Mrs. Miniver

1942 propaganda film

Rating: 16/20 (Dylan: 9/20)

Plot: It's the late 1930's in England, and apparently there's some kind of war going on. I don't know much about history. The Minivers are an upper-middle-class loving family. Phin/Sven/Fin/Vin, the oldest son, joins the air force and falls in love and marries his sweetheart. The rest of the family--the title character, her husband, and two funny-looking young children--sit around doing nothing at all most of the time, but the war, as all wars do, reaches them in ways they could never have imagined.

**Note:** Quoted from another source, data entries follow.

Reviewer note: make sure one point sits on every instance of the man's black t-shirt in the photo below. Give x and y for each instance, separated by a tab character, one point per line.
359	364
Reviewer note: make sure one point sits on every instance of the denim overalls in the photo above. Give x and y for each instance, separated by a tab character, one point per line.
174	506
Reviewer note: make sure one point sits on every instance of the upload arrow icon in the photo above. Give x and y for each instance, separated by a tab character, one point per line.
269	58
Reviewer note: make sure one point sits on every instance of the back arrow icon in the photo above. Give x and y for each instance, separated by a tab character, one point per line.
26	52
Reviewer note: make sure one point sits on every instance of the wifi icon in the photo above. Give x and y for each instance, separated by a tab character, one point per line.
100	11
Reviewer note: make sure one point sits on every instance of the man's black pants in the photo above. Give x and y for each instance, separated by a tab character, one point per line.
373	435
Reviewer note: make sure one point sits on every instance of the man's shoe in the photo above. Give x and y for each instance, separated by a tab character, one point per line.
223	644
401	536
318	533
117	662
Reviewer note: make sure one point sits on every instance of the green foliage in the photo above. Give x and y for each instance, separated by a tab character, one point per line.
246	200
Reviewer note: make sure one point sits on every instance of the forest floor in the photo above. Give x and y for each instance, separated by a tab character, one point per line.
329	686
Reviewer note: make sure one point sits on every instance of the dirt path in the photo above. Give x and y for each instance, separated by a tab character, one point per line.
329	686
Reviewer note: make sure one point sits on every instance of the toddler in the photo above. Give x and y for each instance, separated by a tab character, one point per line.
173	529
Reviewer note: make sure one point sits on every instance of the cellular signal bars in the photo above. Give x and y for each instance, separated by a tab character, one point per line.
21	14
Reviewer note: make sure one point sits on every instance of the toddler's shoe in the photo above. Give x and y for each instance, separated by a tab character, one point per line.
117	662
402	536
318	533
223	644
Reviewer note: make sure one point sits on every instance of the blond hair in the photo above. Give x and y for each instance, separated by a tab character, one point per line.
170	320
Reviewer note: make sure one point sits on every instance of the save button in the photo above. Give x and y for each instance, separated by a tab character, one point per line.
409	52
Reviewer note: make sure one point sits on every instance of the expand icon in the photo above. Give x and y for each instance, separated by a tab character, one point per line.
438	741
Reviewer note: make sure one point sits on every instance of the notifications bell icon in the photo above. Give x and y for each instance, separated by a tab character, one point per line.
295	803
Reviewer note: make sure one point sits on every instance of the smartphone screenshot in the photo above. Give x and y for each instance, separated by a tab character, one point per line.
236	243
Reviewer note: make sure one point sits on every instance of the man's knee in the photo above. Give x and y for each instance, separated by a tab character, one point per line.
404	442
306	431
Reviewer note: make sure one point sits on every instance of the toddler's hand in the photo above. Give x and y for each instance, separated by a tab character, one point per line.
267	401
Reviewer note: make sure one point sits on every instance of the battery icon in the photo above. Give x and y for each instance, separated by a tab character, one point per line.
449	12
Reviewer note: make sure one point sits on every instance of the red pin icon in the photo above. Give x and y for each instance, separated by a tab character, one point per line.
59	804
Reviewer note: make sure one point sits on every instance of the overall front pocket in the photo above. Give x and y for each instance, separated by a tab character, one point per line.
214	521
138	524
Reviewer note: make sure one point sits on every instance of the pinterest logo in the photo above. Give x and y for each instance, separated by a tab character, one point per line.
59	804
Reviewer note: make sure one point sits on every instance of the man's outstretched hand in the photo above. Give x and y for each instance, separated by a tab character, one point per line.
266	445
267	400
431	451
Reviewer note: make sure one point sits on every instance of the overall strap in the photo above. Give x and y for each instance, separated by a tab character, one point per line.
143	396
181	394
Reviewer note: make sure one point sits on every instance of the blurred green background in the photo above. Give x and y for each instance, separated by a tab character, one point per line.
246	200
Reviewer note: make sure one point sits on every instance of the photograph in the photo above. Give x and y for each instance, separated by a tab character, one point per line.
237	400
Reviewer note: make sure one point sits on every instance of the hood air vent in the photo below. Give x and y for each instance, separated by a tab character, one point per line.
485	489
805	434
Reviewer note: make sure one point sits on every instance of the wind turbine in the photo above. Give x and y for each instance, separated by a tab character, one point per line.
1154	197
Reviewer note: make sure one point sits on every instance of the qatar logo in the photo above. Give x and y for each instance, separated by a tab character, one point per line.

I teared up a little but made up for it by laughing inappropriately during a scene at the end that was supposed to be heartbreaking. My only complaint about this movie is terrible child acting unless I'm missing that Mrs. Miniver's children were supposed to be mentally challenged (it was never addressed). There's some historical accuracies, touches (see: upside-down pipe) probably not difficult to achieve since this was made in the middle of things. Director Wyler reportedly made this to tweak the average Americans' ideas about the war in Europe. Surprisingly, it's not all that dated and isn't nearly as sentimentally drippy as I expected.

My father not only recommended this movie, he bought it for me last Christmas. It's his favorite movie, one of about two dozen movies he's told me is his favorite including, most bizarrely, Somewhere in Time.

Still vacationing. I don't even have enough time to show up on film!